Желание, вот что они танцевали с Глебом. И только потом, рассматривая издали былое, Зоя оценила слова его матери. Она требовала от них целомудрия, так как знала — исполненное желание меняет все. Чувства остывают, уступая место пресыщенности.
Пресыщенность быстро возникла в ее жизни с Виктором. Зоя остыла, когда вместо Глеба-миража рассмотрела реального мужа.

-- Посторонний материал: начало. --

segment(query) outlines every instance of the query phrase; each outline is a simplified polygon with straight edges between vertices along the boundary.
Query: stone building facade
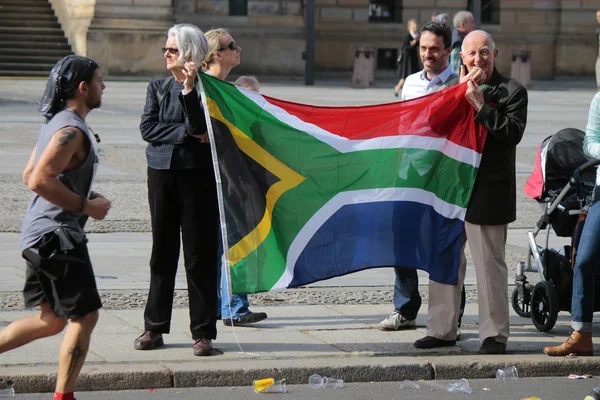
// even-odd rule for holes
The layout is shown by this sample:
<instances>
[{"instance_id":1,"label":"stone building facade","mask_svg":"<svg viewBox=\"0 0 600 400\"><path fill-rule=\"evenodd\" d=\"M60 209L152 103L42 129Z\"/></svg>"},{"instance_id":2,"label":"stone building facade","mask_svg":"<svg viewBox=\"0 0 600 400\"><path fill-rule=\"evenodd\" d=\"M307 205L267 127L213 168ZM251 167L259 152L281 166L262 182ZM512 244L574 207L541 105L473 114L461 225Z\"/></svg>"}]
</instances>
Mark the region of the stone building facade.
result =
<instances>
[{"instance_id":1,"label":"stone building facade","mask_svg":"<svg viewBox=\"0 0 600 400\"><path fill-rule=\"evenodd\" d=\"M78 54L108 75L164 72L160 48L174 23L226 27L243 48L237 73L304 73L305 0L50 0ZM315 69L350 71L358 45L374 48L378 70L393 68L406 35L433 12L452 16L469 0L315 0ZM481 28L500 48L498 68L510 73L512 52L531 52L533 78L592 75L598 52L600 1L482 0ZM487 14L486 14L487 13Z\"/></svg>"}]
</instances>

Она испытывала облегчение, когда Виктор уезжал на метеостанцию. Она словно забывала о нем. Никогда не пыталась представить, как он там, что делает. Не спрашивала себя, — думает ли он о ней. Она жила как под гипнозом.
Но кто был гипнотизером всей ее жизни, она тоже поняла позднее. Ее мать, Маргарита Федоровна. Незадолго до смерти она сказала Зое:
— Знаешь, я не хотела тебе говорить, но теперь скажу.
Зоя помнит внезапное напряжение от необычного, извиняющегося тона, которым мать одаривала ее нечасто.
— Помнишь берет, в котором ты была, когда Виктор встретил тебя на вокзале в Москве?